'But you and all the kind of Christ
Are ignorant and brave,
And you have wars you hardly win
And souls you hardly save.'
The ballad of the white horse

Wednesday, July 27, 2011

The need for narrowness

Education, Chesterton argues in part IV of 'What's wrong with the world', unavoidably uses authority. The only question then becomes: which authority? The authority of the Pope, or of the House of Lords, or of Mrs. Grundy? In England, Chesterton argues, there are no uneducated people. There are merely people wrongly educated, by the various influences around them. The English poor know too much, not too little: they are ' rather deafened and bewildered with raucous and despotic advice. They are not like sheep without a shepherd.
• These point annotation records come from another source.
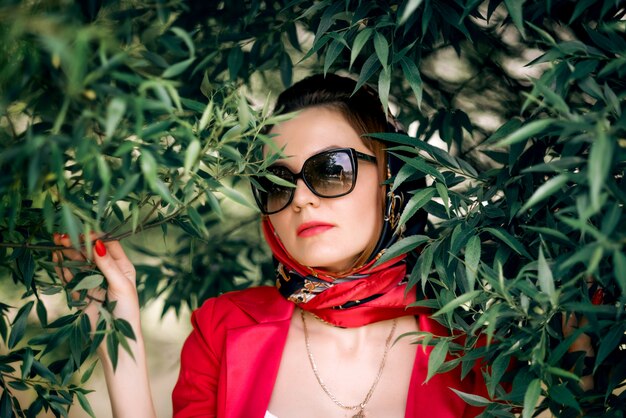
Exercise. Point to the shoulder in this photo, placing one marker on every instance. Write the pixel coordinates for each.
(244, 307)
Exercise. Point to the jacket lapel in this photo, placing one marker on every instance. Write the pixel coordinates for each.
(253, 355)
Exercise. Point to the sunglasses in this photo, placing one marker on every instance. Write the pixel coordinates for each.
(330, 173)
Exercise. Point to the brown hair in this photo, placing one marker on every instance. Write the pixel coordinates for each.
(361, 109)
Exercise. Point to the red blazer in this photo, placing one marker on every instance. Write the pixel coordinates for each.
(230, 361)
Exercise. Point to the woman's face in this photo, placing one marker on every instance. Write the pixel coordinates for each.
(326, 233)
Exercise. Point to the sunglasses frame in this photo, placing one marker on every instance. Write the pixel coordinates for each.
(351, 152)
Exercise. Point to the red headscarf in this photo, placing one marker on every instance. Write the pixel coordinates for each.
(362, 296)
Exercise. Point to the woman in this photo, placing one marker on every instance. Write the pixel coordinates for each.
(320, 342)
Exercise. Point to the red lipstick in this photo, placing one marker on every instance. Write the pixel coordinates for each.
(308, 229)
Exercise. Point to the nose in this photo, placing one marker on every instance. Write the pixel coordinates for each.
(303, 196)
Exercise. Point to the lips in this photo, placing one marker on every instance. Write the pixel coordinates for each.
(309, 229)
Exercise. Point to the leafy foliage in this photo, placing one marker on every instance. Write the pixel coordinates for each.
(118, 118)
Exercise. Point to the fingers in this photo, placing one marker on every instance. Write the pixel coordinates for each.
(113, 263)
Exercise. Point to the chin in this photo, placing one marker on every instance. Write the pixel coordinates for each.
(327, 263)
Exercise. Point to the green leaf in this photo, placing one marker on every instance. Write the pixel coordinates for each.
(236, 196)
(600, 159)
(191, 154)
(85, 377)
(412, 74)
(26, 267)
(610, 341)
(125, 328)
(436, 357)
(71, 224)
(563, 373)
(562, 395)
(472, 258)
(148, 166)
(442, 190)
(531, 397)
(89, 282)
(359, 42)
(112, 344)
(235, 61)
(370, 66)
(458, 301)
(84, 403)
(515, 11)
(182, 34)
(529, 130)
(619, 270)
(474, 400)
(411, 6)
(509, 240)
(115, 113)
(426, 261)
(384, 84)
(419, 199)
(178, 68)
(403, 246)
(333, 51)
(544, 191)
(382, 48)
(286, 69)
(197, 222)
(6, 409)
(419, 163)
(27, 362)
(545, 278)
(207, 116)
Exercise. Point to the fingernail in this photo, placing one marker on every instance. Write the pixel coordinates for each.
(100, 248)
(598, 297)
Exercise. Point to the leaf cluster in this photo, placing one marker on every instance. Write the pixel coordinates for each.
(121, 118)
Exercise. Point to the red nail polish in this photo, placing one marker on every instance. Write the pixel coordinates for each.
(598, 297)
(100, 248)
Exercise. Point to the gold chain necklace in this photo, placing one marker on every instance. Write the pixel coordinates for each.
(360, 407)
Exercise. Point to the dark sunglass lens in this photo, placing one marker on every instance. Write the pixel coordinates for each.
(330, 174)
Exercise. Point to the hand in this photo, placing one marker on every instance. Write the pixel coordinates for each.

They are more like one sheep whom twenty-seven shepherds are shouting at.' The result can be disastrous: 'If they cannot learn enough about law and citizenship to please the teacher, they learn enough about them to avoid the policeman. If they will not learn history forwards from the right end in the history books, they will learn it backwards from the wrong end in the party newspapers.'
There are so many influences possible on our children; there is a great need for narrowness or focus. 'They say that nowadays the creeds are crumbling; I doubt it, but at least the sects are increasing; and education must now be sectarian education, merely for practical purposes. Out of all this throng of theories it must somehow select a theory; out of all these thundering voices it must manage to hear a voice'.